The White Rose Amusement Park operated near the Farquhar Park Pool, now site of Arthur Ferguson Elementary School. York Daily Record Jim Hubley explained that, despite of the fun the pool offered, it was often a site of controversy: “It was closed several seasons, locked by polio, Sunday blue laws, racial difficulties, political mishandling, even drownings.” This photograph is believed to show the park, courtesy of Yorkblogger June Lloyd’s family photo album.
The Farquhar Park Pool is drained and suitably feted for its years of service.
After the bulldozer does its dirty work, the YMCA’s Graham Aquatic Center will fill its void, complete with a 16-lane indoor pool with an accompanying outdoor pool.
The Farquhar Park Pool area has long been a center of activity – with the park next door, trolleys running nearby, and an adjacent amusement park thrilling thousands for years.
And the pool was the center of a racial controversy in the late 1940s after the city closed the pool rather than allow blacks the opportunity to swim there… .
The Boys Club later operated the pool, and people of all races eventually were allowed to swim there.
From that point of view, perhaps the racism long associated with this pool will be dumped and buried in the landfill along with its concrete.
Jim Hubley’s 2005 column gives a glimpse into the life of the 1920s vintage pool:
Beyond the fact that I am qualified to be one, I never have developed a passion for antiques or collectibles — junk, to my way of thinking.
Many friends are different and relish old things, enjoy seeking and collecting antiques.
They preach that anything which has existed at least 50 years or more must be considered rare, precious and, possibly and hopefully, valuable.
Humans formerly also were regarded as relics after reaching the age of 50, but today life expectancy has been extended a few decades or more, thank goodness.

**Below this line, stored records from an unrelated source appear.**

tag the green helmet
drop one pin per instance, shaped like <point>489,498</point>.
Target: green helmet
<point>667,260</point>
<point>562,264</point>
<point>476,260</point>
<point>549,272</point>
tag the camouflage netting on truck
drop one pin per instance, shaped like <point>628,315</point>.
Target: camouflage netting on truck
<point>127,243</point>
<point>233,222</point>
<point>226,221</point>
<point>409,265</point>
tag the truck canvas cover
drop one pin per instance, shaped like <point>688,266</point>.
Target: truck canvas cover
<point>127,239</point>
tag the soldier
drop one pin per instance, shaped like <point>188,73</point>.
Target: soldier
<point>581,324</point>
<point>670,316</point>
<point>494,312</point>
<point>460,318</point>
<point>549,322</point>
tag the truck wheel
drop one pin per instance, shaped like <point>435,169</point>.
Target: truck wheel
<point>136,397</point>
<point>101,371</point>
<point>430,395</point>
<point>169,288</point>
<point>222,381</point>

So while antiques are not my thing I do respect humans, or even anything which has soared way beyond 50 years and still is doing all right.
I began to think about all this recently while driving on North Newberry Street, aside Farquhar Park on my left, the Ferguson Elementary School on the right and the sight of the swimming pool directly in front.

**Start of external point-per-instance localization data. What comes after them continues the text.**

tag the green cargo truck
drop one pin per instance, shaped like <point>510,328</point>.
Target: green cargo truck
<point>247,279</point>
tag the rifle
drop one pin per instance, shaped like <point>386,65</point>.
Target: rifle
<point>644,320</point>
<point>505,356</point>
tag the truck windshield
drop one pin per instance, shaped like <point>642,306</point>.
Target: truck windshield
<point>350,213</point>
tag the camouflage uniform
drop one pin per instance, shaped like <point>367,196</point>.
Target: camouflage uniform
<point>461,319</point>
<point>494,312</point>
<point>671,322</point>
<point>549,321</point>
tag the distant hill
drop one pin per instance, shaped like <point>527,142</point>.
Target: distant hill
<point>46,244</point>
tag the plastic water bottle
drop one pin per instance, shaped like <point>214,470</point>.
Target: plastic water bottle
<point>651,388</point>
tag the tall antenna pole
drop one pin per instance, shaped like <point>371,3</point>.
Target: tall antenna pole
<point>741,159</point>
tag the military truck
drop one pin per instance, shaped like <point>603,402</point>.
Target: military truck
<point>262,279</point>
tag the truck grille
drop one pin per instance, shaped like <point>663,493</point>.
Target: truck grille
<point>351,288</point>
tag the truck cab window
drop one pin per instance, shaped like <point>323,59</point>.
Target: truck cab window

There were swimmers on that hot afternoon, and the thought struck me, “Good grief, how long has that pool been here?”
I learned to swim in that pool but haven’t been in it for many years. I am familiar with its somewhat rocky-road background, financial problems. It was closed several seasons, locked by polio, Sunday blue laws, racial difficulties, political mishandling, even drownings.
I followed with some exploring and was shocked. The pool was opened Thursday, July 8, 1922. A private group, Community Swimming Pool Association, was the owner. That was 83 years ago. It follows that the pool should command some respect for its age and should not be forgotten when historians write about important places in York’s history.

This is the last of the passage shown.